Bridges 2018 Theatre Performance

Witches of Agnesi
by Susan Gerofsky

Saturday, July 28th, 13:00–14:00
Open to the public

Characters

  • Maria Gaetana Agnesi; Pietro Agnesi; Father Ramiro Rampinelli; Pope Benedict XIV; Prof. John Colson
  • Sofya Kovalevskaya; Vasily Korvin-Krukovsky; Anyuta Krukovskaya; Vladimir Kovalevsky; Karl Weierstrass
  • Emmy Noether; Max Noether; Felix Klein; David Hilbert; An unnamed Princeton academic

Historical Background

Maria Agnesi, Sofya Kovalevskaya and Emmy Noether were three women mathematicians in three different eras (the 18th, 19th and 20th centuries respectively), all of whom contributed significantly to the advancement of mathematical research in their days. Their lives, characters and mathematical interests were quite different:

  • Agnesi was known for her comprehensive explication of mathematical analysis. She left her life as a renowned mathematician from a wealthy family in Milan to take up voluntary poverty as a lay nun.

  • Kovalevskaya worked in analysis, partial differential equations and mechanics, and published novels and poetry. She escaped the stifling conformity of her provincial bourgeois Russian family through an unconventional marriage arrangement, living the life of youthful radical intellectual in Europe.

  • Noether, one of the greatest mathematicians and physicists of the 20th century, developed the theory of rings, fields and algebras, and theorized connections between symmetries, invariants and conservation laws. She fled Nazi Germany for the US in the 1930s, enduring many hardships with equanimity.

Despite their differences, all three faced incredible obstacles: all were denied official access to undergraduate and graduate studies, and then denied recognition and paid positions as researchers and professors. All three had their causes promoted by influential mentors, and yet faced almost insurmountable barriers, simply because they were women. What might their lives and contributions have been if they had been welcomed into the academic world?

The Play

The play brings together these three women mathematicians from three centuries in a mysterious meeting place, where they share a pot of tea, hang out the laundry, and tell the stories of their lives and careers. The title, Witches of Agnesi, draws on a deliberately mischievous mistranslation of Maria Agnesi’s ‘curve of Agnesi’ to ‘witch of Agnesi’.

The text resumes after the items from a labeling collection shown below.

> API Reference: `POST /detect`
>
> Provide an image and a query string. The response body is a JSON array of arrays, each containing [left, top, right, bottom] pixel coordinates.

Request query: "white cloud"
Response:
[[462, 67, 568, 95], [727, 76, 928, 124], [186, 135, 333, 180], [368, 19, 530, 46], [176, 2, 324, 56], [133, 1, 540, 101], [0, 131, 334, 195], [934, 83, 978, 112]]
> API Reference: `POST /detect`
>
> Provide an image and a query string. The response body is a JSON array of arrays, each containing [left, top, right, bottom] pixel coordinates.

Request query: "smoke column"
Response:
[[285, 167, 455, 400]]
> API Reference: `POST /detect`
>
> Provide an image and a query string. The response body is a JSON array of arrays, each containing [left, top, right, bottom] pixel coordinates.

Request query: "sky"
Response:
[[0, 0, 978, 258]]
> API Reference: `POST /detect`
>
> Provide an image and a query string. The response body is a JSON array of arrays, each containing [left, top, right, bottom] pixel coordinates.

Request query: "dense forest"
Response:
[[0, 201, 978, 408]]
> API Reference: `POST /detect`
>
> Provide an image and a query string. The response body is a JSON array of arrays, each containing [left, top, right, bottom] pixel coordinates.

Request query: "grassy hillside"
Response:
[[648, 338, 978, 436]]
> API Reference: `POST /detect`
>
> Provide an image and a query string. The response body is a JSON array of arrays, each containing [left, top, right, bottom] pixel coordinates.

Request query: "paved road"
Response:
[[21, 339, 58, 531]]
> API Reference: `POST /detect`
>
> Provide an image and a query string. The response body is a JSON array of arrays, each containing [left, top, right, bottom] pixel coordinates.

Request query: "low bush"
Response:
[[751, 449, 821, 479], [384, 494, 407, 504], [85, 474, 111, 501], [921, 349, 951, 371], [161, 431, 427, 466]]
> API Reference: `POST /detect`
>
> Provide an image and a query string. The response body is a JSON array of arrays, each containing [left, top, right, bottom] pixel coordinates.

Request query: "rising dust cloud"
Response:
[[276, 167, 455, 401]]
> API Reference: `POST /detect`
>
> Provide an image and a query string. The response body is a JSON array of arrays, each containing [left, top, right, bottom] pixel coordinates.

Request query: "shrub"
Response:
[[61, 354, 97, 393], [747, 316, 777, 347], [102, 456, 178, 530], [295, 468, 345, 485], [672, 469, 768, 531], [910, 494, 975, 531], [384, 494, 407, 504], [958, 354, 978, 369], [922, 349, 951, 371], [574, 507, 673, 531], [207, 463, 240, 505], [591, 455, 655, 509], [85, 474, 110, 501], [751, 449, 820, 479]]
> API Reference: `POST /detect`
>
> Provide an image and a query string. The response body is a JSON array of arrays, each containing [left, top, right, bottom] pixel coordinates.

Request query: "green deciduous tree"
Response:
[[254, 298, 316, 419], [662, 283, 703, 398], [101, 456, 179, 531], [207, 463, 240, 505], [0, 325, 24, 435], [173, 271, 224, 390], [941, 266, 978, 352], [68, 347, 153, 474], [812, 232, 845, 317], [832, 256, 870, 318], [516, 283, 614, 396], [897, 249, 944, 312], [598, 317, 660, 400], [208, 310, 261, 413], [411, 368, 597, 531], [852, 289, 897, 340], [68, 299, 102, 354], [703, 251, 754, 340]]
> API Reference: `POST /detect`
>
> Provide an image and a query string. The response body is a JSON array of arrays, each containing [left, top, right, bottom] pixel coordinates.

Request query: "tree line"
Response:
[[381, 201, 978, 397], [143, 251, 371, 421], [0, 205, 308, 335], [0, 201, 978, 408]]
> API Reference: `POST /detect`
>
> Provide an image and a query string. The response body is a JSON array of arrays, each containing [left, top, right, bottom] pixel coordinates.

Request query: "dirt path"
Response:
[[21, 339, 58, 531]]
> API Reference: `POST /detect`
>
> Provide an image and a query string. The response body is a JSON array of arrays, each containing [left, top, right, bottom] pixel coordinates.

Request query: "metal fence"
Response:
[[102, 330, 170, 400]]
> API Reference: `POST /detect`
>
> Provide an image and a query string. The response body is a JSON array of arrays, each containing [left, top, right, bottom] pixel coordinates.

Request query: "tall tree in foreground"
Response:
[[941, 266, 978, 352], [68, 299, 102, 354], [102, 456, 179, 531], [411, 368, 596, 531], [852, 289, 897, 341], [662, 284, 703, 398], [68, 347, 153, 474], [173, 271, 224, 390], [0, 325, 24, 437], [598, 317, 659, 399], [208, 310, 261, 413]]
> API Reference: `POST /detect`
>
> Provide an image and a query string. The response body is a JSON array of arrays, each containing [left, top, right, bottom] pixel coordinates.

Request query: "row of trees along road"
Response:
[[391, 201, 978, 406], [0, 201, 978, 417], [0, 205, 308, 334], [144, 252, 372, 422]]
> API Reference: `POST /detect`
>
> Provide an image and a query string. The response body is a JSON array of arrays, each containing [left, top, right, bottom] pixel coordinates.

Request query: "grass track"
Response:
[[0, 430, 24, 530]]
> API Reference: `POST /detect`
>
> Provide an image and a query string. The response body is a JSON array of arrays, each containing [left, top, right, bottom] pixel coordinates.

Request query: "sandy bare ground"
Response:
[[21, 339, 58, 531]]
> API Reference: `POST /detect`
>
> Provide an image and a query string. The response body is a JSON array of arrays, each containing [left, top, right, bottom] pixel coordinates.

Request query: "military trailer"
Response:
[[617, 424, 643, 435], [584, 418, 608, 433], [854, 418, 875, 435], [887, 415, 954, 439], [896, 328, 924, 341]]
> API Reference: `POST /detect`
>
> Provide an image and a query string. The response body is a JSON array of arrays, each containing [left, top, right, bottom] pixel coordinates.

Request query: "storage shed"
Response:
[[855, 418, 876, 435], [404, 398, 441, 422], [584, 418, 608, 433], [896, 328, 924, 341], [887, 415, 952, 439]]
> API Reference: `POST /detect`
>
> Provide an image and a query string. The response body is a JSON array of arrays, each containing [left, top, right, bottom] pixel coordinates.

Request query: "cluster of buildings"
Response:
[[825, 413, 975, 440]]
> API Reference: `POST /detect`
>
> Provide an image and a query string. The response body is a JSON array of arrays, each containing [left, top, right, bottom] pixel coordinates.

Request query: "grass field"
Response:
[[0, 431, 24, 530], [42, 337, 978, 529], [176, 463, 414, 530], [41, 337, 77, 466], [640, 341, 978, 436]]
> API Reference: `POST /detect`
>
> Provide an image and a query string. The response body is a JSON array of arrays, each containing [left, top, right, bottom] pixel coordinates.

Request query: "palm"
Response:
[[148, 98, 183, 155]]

The play is designed to be performed on a outdoor stage, with each of the three protagonists ‘doubled’ (one actor playing the voice, the other acting out the part). Each of the protagonists has a song, in the style of her place and time, revealing aspects of her life and work. Shakespeare’s Witches’ Chants from Macbeth and other cultural touchstones are also influences.

Who Can Participate?

Bridges 2018 participants are invited to contact Susan Gerofsky and Steve Abbott to get involved as actors, singers, musicians and technical people for the play. Witches of Agnesi will premiere at Bridges 2018 Stockholm on an outdoor stage, or indoors in case of inclement weather.

Organizers

Susan Gerofsky (writer/ producer) is a professor of mathematics education at the University of British Columbia in Vancouver, BC. Her research is in embodied, multisensory, multimodal mathematics education through the arts, movement, gesture and voice. Gerofsky is active as a musician, poet and filmmaker, and loves dance and the fibre arts. She wrote and produced the Bridges 2017 play performed at the University of Waterloo, Kepler: A Renaissance Folk Play in Verse (forthcoming in The Mathematical Intelligencer in the summer of 2018).

Steve Abbott (director) is a professor of mathematics at Middlebury College. For the past ten years he has been collaborating with a colleague in the theater department on an ever-evolving course, most recently titled "Mathematics and Science as Art in Contemporary Theater". Steve writes regularly about happenings in theater and mathematics, especially in Math Horizons where he has served as coeditor. He has brought a versatile group of players together at Bridges for many years to stage mathematically-themed plays, from first read-through to public production, over the course of a busy five days of the Bridges conference –a directorial accomplishment worthy of acclaim!